Dedicated to growing quality tomatoes under glass since 1977

Cold Pasta With Chargrilled Tomato Sauce


900g (2 lb) British Classic tomatoes, halved
2 red peppers, halved and de-seeded
10ml (2 teasp) olive oil/one cal oil spray
Bunch of fresh basil, chopped
175g (6oz) farfalle tonde
Pasta With Chargrilled Tomato Sauce
Serves 4

230 kcals, 3g fat, (0.5g saturates) per serving
  1. Pre heat grill. Put the halved tomatoes, cut side upwards, on a grill and grill until charred. Remove from grill and cool.

  2. Put peppers on a grill, skin side upwards, and brush with oil.

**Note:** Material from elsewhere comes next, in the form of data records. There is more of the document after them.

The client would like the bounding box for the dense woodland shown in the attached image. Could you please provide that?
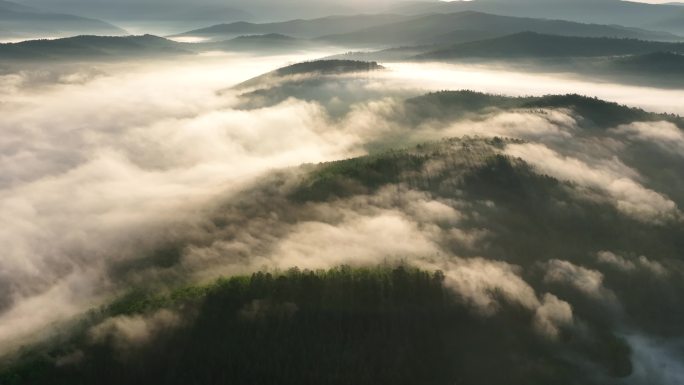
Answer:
[0,266,630,385]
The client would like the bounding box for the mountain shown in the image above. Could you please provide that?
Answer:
[174,15,409,40]
[389,0,684,34]
[0,0,126,38]
[23,0,255,34]
[613,50,684,76]
[236,60,385,89]
[418,32,684,60]
[202,33,318,54]
[320,11,679,46]
[0,35,193,61]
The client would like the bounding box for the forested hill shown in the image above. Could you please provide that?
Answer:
[417,32,684,60]
[0,265,630,385]
[0,35,192,61]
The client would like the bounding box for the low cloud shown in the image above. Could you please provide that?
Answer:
[505,143,681,223]
[596,251,667,276]
[88,310,182,352]
[612,122,684,156]
[544,259,615,300]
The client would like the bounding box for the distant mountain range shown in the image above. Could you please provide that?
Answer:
[0,0,127,40]
[417,32,684,60]
[0,35,187,61]
[176,11,683,47]
[21,0,255,34]
[0,34,314,62]
[175,15,411,40]
[321,11,681,46]
[389,0,684,34]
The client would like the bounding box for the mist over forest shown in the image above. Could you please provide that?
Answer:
[0,0,684,385]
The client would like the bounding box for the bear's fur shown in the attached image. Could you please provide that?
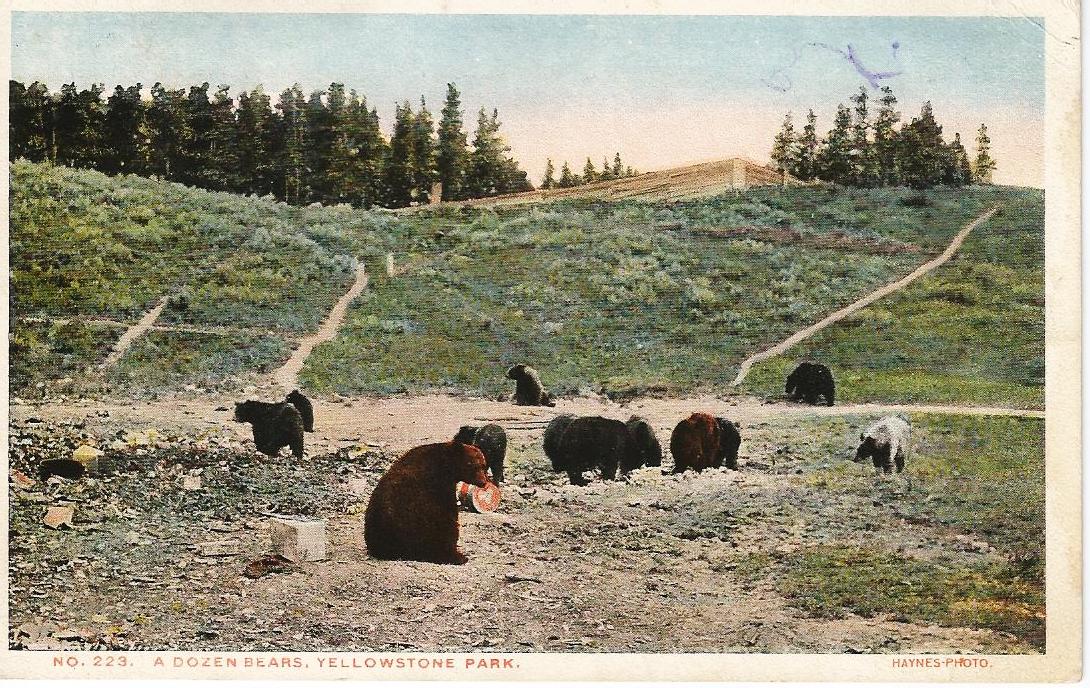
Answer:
[455,423,507,485]
[542,413,576,471]
[557,415,634,485]
[284,389,314,433]
[507,363,556,406]
[620,415,663,473]
[670,413,742,473]
[784,361,836,406]
[852,415,912,473]
[363,442,488,564]
[234,400,303,459]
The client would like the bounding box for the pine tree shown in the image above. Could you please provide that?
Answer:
[851,86,880,188]
[816,105,852,184]
[770,112,799,172]
[542,158,556,189]
[413,96,439,203]
[787,110,818,181]
[583,157,598,184]
[436,84,469,201]
[556,160,579,189]
[385,100,415,208]
[972,124,995,184]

Grill until charred, turn over peppers and grill the other side until charred and the peppers are soft.

  3. Cool peppers in a polythene bag. Scrape the cooled tomatoes from their skins and put into a bowl.

  4. Skin the cooled peppers and cut into small pieces. Mix with the tomatoes. Stir in the chopped basil and season to taste.

  5. Cook pasta according to pack instructions making sure it is 'al dente'.

  6. Strain pasta and plunge into cold water to cool. When cool, drain thoroughly.

  7. Mix pasta with tomato sauce and serve with a rocket or baby spinach salad.